Before you start
InfoSphere Streams is a platform that enables real-time analytics of data in motion. The IBM SPSS family of products provides the ability to build predictive analytic models. This "Integrating SPSS Model Scoring in InfoSphere Streams" series is for Streams developers who need to leverage the powerful predictive models in a real-time scoring environment.
This tutorial describes how to create an InfoSphere Streams operator that can be used from Streams applications to execute SPSS predictive models. It provides a sample operator and data that demonstrate this integration. It goes on to describe how the sample can be adjusted for use with any appropriate SPSS model.
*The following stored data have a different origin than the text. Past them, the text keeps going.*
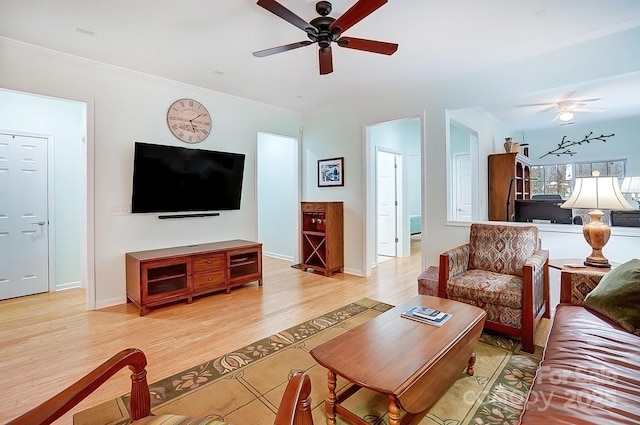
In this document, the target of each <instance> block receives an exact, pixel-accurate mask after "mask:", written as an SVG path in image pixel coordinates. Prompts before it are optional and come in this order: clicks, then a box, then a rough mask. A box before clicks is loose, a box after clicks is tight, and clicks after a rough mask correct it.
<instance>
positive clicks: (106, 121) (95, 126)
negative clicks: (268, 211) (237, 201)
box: [0, 38, 302, 307]
mask: <svg viewBox="0 0 640 425" xmlns="http://www.w3.org/2000/svg"><path fill="white" fill-rule="evenodd" d="M0 57H1V58H2V60H0V87H4V88H9V89H12V90H19V91H24V92H31V93H38V94H43V95H47V96H54V97H60V98H66V99H73V100H77V101H81V102H86V103H87V105H88V111H89V122H88V143H89V150H90V151H93V153H94V156H95V163H89V167H90V168H91V169H93V172H94V173H95V182H94V184H93V186H92V187H90V191H92V192H93V193H94V195H95V211H94V215H93V217H91V218H92V220H90V222H91V221H94V222H95V224H94V231H95V239H94V240H93V241H91V248H93V249H94V250H95V272H94V274H95V285H96V288H95V289H96V291H95V302H96V305H97V306H98V307H101V306H106V305H111V304H117V303H122V302H124V300H125V273H124V266H125V262H124V254H125V252H128V251H138V250H146V249H153V248H161V247H168V246H180V245H189V244H195V243H203V242H212V241H219V240H226V239H237V238H239V239H255V238H256V236H257V232H256V222H257V218H256V203H255V200H256V196H255V180H256V174H255V157H256V134H257V133H258V132H259V131H264V132H268V133H275V134H282V135H289V136H291V137H297V135H298V129H299V127H300V126H301V123H302V120H301V116H300V115H299V114H298V113H296V112H293V111H288V110H284V109H281V108H275V107H272V106H268V105H264V104H260V103H257V102H253V101H248V100H245V99H241V98H237V97H233V96H229V95H225V94H222V93H218V92H214V91H210V90H203V89H200V88H196V87H192V86H187V85H184V84H180V83H176V82H172V81H169V80H165V79H160V78H156V77H151V76H148V75H144V74H140V73H136V72H132V71H127V70H122V69H119V68H114V67H111V66H106V65H103V64H99V63H95V62H91V61H87V60H83V59H79V58H75V57H71V56H66V55H60V54H57V53H54V52H51V51H48V50H44V49H40V48H36V47H32V46H29V45H25V44H22V43H17V42H14V41H11V40H7V39H4V38H0ZM183 97H188V98H194V99H197V100H199V101H200V102H202V103H203V104H204V105H205V106H206V107H207V108H208V110H209V112H210V113H211V116H212V118H213V129H212V132H211V135H210V136H209V137H208V138H207V139H206V140H205V141H204V142H203V143H201V144H199V145H198V147H199V148H201V149H212V150H222V151H230V152H241V153H245V154H246V155H247V157H246V164H247V165H248V166H247V167H246V168H245V175H244V182H243V190H242V204H241V209H240V210H239V211H229V212H222V213H221V215H220V216H219V217H208V218H191V219H181V220H177V219H176V220H158V219H157V216H156V215H154V214H136V215H131V214H125V215H115V214H114V213H113V212H112V211H113V210H114V209H120V208H123V207H124V208H126V207H128V206H129V205H130V201H131V178H132V173H133V171H132V170H133V162H132V161H133V145H134V142H135V141H141V142H150V143H158V144H166V145H180V144H181V143H180V142H179V141H178V140H177V139H175V138H174V137H173V136H172V135H171V134H170V132H169V130H168V127H167V124H166V113H167V108H168V107H169V105H170V104H171V103H172V102H173V101H175V100H176V99H179V98H183ZM90 224H91V223H90ZM90 269H91V267H90Z"/></svg>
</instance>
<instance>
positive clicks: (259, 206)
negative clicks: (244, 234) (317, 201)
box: [256, 133, 300, 263]
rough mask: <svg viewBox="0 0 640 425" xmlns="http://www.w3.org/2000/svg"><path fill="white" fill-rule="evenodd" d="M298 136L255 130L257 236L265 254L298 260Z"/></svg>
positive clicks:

In Part 2, you learn how this non-generic operator is extended to use the predictive model's XML metadata to allow use of a SPSS predictive model in Streams without C++ skill required to customize.
In this tutorial, learn what a data analyst needs to do in SPSS Modeler to prepare a predictive model for scoring in Streams, see how a Streams component developer can build an operator to execute that model, and learn how a Streams application can use that operator to produce real-time scored results from streaming data.
This tutorial is written for Streams component developers and application programmers who have Streams programming language skills and C++ skills. Use the tutorial as a reference, or the samples in it can be examined and executed to demonstrate the techniques described. To execute the samples, you should have a general familiarity with using a UNIX® command-line shell and working knowledge of Streams programming.
To run the examples, you need a Red Hat Enterprise Linux® box with InfoSphere Streams V2.0 or later and IBM SPSS Modeler Solution Publisher 14.2 fixpack 1, plus the Solution Publisher hot fix, which is scheduled to be available 14 Oct 2011.